The Emerald Forest is a 1985 British drama film set in the Brazilian Rainforest, directed by John Boorman, written by Rospo Pallenberg, and starring Powers Boothe, Meg Foster, and Charley Boorman with supporting roles by Rui Polanah, Tetchie Agbayani, Dira Paes, Estee Chandler, and Eduardo Conde. It is allegedly based on a true story, although some dispute this. The film was screened out of competition at the 1985 Cannes Film Festival.[1] In promoting the film for awards competition, Boorman created the first Oscar screeners, but the film received no Academy Award nominations.[2]

Plot summary

Bill Markham (Powers Boothe) is an engineer who has moved to Brazil with his family to work on a large hydro-electric dam. The film opens on Markham, his wife Jean (Meg Foster), his young son Tommy (William Rodriguez), and his daughter Heather (Yara Vaneau) having a picnic on the edge of the jungle, which is being cleared for the dam's construction. Tommy wanders from the cleared area, and an Indian (Rui Polanah) from one of the indigenous tribes known as the Invisible People notices Tommy and abducts him. Markham pursues the pair into the forest but does not find his son.

Ten years later, the dam is nearing completion. A 17-year-old Tommy (Charley Boorman), now called Tomme, has become one of the Invisible People. Tomme marries a woman named Kachiri (Dira Paes) and undergoes a vision quest, where his spirit animal tells him he must retrieve sacred stones from a remote spot deep in the jungle. Chief Wanadi, the man who abducted and adopted Tommy, warns him that the quest will be dangerous, as it will take him into the territory of the cannibalistic Fierce People.

Meanwhile, Markham has finally identified his son's abductors. Markham and a journalist decide to set off bottle rockets to attract the attention of the Invisible People. Instead, they attract the Fierce People and are captured. Armed with a CAR-15 carbine, Markham is able to defend himself long enough to talk with Chief Jacareh (Claudio Moreno) who releases Markham for the night, promising to hunt him down in the morning, while the Fierce People kill and butcher the journalist. Close to dawn, Markham stumbles into Tomme collecting the sacred stones. The two recognize each other just as the Fierce People arrive, shooting Markham in the shoulder.
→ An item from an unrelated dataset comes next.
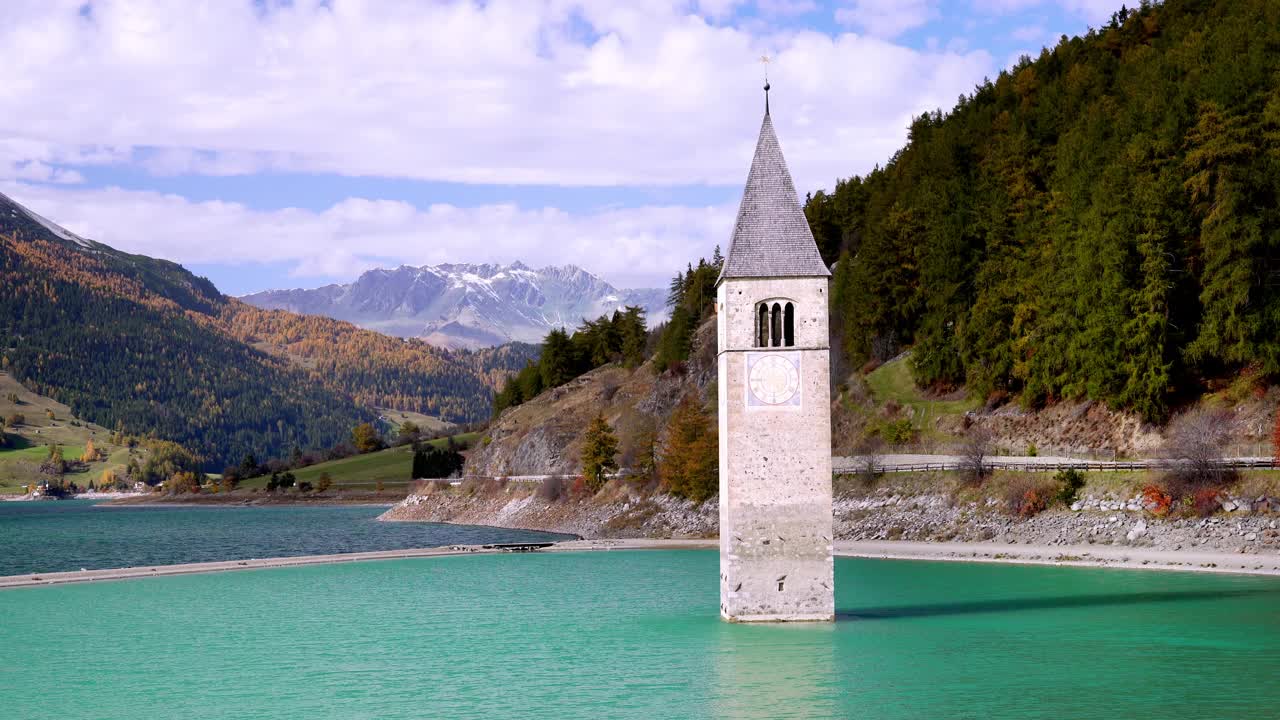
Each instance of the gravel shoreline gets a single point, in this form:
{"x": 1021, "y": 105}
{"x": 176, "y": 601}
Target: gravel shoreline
{"x": 1080, "y": 556}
Tomme and his father manage to escape, leaving Markham's carbine behind. In the care of the Invisible People, Markham recovers from his injuries and undergoes a vision quest, waking up back at the dam's construction zone.

Jacareh, recognizing the destructive power of Markham's carbine, visits a seedy brothel at the edge of the construction zone and arranges to exchange women for ammunition and more guns. Tomme and his friends return to their village to discover that many of the Invisible People have been murdered and all the young women abducted by the Fierce People. Desperate for help, Tomme navigates the city to his parents' condo, and Markham agrees to help rescue the women from the brothel.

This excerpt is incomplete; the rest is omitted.